Well, according to this article published on the National Center for Biotechnology Information, certain breeds are prone to tail chasing, such as:
- Bull terriers
- Anatolian sheepdogs
- German shepherds
- West Highland white terrier
- Jack Russell terriers
However, there isn’t enough statistical data to confirm these claims.
How Can You Treat Tail Chasing?
Tail chasing may seem like a fun and harmless action that keeps your dog entertained for hours but in fact, it’s a sign of possible issues.
No matter how fun it may be to look at your canine having fun with his tail only, you shouldn’t encourage it. Instead, you should monitor his behavior, and try to find the source of the issues.
Unless you have a puppy, who is yet not tail-aware you should monitor your dog for any of the causes listed above and contact a veterinarian when needed.
Yet, the best way to treat tail chasing in your dog is to take him to your veterinarian who can confirm if a dog has any medical issues or not.
If everything is fine, from a medical point of view, you should focus on stopping on training your dog to stop his tail. Here is how you can do that.
How to Train Your Dog to Stop Chasing His Tail
You might be surprised but the very first thing that you should here is to stop laughing. Dogs are superb when it comes to body language.
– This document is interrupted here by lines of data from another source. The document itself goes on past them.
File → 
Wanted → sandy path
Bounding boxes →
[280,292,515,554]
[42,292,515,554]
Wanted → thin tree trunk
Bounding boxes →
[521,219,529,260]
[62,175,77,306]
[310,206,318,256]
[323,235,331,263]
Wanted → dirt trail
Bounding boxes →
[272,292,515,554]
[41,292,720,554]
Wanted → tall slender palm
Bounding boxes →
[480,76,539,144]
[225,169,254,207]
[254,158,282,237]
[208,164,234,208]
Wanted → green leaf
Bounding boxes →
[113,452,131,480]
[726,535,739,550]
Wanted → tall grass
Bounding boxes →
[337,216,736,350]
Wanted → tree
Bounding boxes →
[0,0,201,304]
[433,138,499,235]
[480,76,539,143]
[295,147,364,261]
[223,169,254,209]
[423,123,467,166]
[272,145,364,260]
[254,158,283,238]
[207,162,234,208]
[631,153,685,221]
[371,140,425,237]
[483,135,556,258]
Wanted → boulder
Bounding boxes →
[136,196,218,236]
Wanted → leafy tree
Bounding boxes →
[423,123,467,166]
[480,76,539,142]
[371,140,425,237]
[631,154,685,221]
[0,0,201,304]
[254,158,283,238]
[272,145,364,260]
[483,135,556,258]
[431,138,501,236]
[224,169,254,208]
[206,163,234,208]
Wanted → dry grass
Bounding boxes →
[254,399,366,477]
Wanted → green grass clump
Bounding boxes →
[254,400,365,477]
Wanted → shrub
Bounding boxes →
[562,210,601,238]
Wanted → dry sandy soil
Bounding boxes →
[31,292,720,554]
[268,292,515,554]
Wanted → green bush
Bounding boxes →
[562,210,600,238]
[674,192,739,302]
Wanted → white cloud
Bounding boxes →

So, when you laughing at your dog while chasing his tail, he will see this action as something that you approve of and enjoy. Simply said, by laughing you are reinforcing this behavior.
Eventually, this will lead to a type of obsessive-compulsive behavior that can be triggered by anxiety or stress.
Many dogs just outgrow this behavior, while others need to be trained. Not that tail chasing is bad for your dog, but it can lead to some accidents since so much spinning is included.
The sooner you start working on these issues, the sooner your dog will leave his tail alone. Here is how to train your dog to stop chasing his tail.
Once you are sure that everything is ok with your dog from a medical point of view, you can start training your canine.
As the first step, especially if you have a puppy, you should try to spend more time with your dog.
Don’t forget that the best dog is a tired dog. Dogs love being active, exercising, and testing their skills in dog sports.
Still, taking your dog for a run or a long walk once a week isn’t enough. Dogs need exercise time every day to burn off excess energy.
Work on new tricks. This way you will provide enough distraction to take his mind off chasing his tail.
As soon as he starts to chase his tail, use the command to ‘stop‘. Once he does that, reward him with a treat and a pat on the head. Keep repeating this until he stops chasing his tail.
The Bottom Line
It’s not uncommon to see dogs chasing their tails. At first, it may seem funny to look at your dog chasing his tail, but in no time it can become a real issue. As soon as you notice your dog chasing his tail, you should react.
Check him for fleas, and try to provide more exercise. If this doesn’t work take him to the veterinarian, because he might be trying to tell you that he is in some sort of distress.
If your dog chases his tail repeatedly or injures it by biting it, consult your veterinarian.
You may notice the first signs of trouble, but only your veterinarian can identify any underlying medical or behavioral problems and adress them properly.
So, as soon as your dog changes his behavior you should react. Whenever you suspect that your dog’s health is in danger, you should talk to your veterinarian.